Dejó la silla de ruedas a un lado de la cama y se acercó para abrir las ventanas, dejando que el aire fresco entrara y llenara la habitación. Luego, con una sonrisa tierna, continuó hablando.

- Después de comer, pensé que podríamos salir al jardín. Hace días que no tomas un poco de aire fresco, y créeme, te hará bien. El sol está bonito hoy, y hay una brisa agradable. Incluso vi un par de pajaritos cuando pasé por ahí...
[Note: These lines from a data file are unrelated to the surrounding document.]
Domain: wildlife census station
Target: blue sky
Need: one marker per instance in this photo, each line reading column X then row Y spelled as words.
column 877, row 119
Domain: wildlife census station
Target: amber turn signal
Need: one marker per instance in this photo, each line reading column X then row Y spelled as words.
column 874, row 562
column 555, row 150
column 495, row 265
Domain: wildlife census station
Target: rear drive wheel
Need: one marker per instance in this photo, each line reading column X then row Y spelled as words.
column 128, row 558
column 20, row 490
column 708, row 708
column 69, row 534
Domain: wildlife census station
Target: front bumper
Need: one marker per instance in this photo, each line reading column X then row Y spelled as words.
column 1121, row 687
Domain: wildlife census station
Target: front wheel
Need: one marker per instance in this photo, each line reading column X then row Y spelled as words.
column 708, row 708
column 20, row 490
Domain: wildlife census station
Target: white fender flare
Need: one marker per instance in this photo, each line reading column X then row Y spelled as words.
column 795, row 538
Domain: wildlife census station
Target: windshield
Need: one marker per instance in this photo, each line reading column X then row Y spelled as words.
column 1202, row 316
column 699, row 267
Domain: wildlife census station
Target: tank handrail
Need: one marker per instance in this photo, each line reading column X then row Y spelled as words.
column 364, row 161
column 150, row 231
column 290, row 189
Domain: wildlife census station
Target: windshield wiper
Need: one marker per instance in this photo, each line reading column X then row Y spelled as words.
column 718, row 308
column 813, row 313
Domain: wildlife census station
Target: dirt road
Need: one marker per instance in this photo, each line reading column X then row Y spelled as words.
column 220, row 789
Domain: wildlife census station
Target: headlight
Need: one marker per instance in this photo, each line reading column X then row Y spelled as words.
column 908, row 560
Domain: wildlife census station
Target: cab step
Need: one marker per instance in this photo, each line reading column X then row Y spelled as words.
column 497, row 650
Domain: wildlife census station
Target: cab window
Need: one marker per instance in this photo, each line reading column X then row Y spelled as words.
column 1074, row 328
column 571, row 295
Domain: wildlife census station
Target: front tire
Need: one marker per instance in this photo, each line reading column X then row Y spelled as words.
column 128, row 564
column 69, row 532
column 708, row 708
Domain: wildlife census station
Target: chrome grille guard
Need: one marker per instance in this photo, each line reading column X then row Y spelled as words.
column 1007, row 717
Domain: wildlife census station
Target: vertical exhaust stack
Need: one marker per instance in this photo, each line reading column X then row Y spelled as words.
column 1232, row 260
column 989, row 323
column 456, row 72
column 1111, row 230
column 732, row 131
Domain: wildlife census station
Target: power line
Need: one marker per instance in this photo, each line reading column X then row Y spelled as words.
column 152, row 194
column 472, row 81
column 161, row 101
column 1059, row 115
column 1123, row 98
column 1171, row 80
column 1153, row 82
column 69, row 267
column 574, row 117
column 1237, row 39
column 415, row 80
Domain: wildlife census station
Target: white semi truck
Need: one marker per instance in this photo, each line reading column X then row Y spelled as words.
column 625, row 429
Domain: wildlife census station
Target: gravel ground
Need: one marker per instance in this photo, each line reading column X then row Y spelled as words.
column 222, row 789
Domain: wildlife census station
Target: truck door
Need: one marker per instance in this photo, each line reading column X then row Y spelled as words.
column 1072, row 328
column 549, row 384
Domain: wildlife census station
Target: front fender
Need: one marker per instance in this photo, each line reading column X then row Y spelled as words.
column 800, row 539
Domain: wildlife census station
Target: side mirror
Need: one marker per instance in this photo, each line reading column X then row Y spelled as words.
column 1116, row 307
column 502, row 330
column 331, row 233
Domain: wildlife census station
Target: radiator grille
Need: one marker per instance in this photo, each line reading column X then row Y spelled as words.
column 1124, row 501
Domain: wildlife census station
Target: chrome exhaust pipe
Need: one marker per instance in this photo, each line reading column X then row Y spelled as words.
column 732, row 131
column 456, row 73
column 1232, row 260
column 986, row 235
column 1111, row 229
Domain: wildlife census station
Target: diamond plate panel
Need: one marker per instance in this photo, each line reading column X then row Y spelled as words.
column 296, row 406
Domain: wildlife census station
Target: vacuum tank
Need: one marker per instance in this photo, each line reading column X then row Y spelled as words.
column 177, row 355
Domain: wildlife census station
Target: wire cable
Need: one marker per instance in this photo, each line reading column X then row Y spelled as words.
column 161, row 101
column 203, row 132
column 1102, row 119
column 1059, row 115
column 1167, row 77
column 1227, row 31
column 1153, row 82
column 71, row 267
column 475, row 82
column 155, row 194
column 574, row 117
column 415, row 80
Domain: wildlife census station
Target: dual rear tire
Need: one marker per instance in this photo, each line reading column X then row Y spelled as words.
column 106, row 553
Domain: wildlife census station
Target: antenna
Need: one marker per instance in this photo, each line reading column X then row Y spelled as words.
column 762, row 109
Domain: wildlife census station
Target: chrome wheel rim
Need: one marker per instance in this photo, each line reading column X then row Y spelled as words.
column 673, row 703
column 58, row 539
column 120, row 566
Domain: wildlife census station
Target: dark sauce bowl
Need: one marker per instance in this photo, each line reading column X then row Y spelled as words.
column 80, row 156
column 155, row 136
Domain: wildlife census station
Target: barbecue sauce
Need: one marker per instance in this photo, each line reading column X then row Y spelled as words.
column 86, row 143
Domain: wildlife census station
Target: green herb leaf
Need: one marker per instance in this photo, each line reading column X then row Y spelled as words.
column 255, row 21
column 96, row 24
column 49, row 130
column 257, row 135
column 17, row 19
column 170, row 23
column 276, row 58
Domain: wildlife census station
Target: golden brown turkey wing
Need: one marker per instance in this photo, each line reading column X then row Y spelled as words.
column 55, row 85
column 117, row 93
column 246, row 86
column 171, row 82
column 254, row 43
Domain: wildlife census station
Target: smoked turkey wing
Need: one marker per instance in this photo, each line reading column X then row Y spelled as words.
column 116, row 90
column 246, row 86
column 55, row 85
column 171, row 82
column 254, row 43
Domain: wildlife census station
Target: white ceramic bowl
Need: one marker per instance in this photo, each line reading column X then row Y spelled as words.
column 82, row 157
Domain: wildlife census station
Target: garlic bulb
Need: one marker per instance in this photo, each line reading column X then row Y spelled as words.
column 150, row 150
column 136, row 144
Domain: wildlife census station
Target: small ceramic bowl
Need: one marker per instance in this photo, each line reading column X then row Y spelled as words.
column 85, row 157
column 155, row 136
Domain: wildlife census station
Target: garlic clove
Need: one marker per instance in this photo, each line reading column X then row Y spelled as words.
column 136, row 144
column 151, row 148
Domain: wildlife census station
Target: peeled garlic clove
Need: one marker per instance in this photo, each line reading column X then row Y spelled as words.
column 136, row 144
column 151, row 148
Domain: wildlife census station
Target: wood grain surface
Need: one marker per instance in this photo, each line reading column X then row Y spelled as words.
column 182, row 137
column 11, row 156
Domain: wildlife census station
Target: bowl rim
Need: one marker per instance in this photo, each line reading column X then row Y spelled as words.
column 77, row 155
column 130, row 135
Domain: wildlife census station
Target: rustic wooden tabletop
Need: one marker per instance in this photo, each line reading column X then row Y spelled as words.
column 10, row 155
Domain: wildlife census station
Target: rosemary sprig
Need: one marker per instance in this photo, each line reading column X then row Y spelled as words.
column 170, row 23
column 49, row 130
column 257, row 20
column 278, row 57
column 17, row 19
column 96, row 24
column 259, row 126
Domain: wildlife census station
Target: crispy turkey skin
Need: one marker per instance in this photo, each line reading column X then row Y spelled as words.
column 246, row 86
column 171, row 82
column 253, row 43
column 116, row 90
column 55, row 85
Su voz se fue apagando cuando notó que Katsuki no reaccionaba. Su hijo seguía en la cama, sentado al borde, con los hombros caídos y la mirada perdida en un punto indeterminado del suelo. Sus ojos, vacíos, buscaban algo que no estaba ahí: un lugar, una razón, un propósito. Algo que le diera sentido a todo lo que sentía.

- Mamá... - murmuró Katsuki de repente, su voz rota, como si cada sílaba le costara un esfuerzo titánico.

La mujer, al escuchar esa fragilidad en su hijo, se detuvo de inmediato.

Bakugou, sin levantar la mirada, preguntó.

- ¿Cómo está la cara de ángel?

Mitsuki parpadeó, confundida al principio. Tardó unos segundos en procesar a quién se refería. Pero entonces lo entendió. Ochako. Su novia.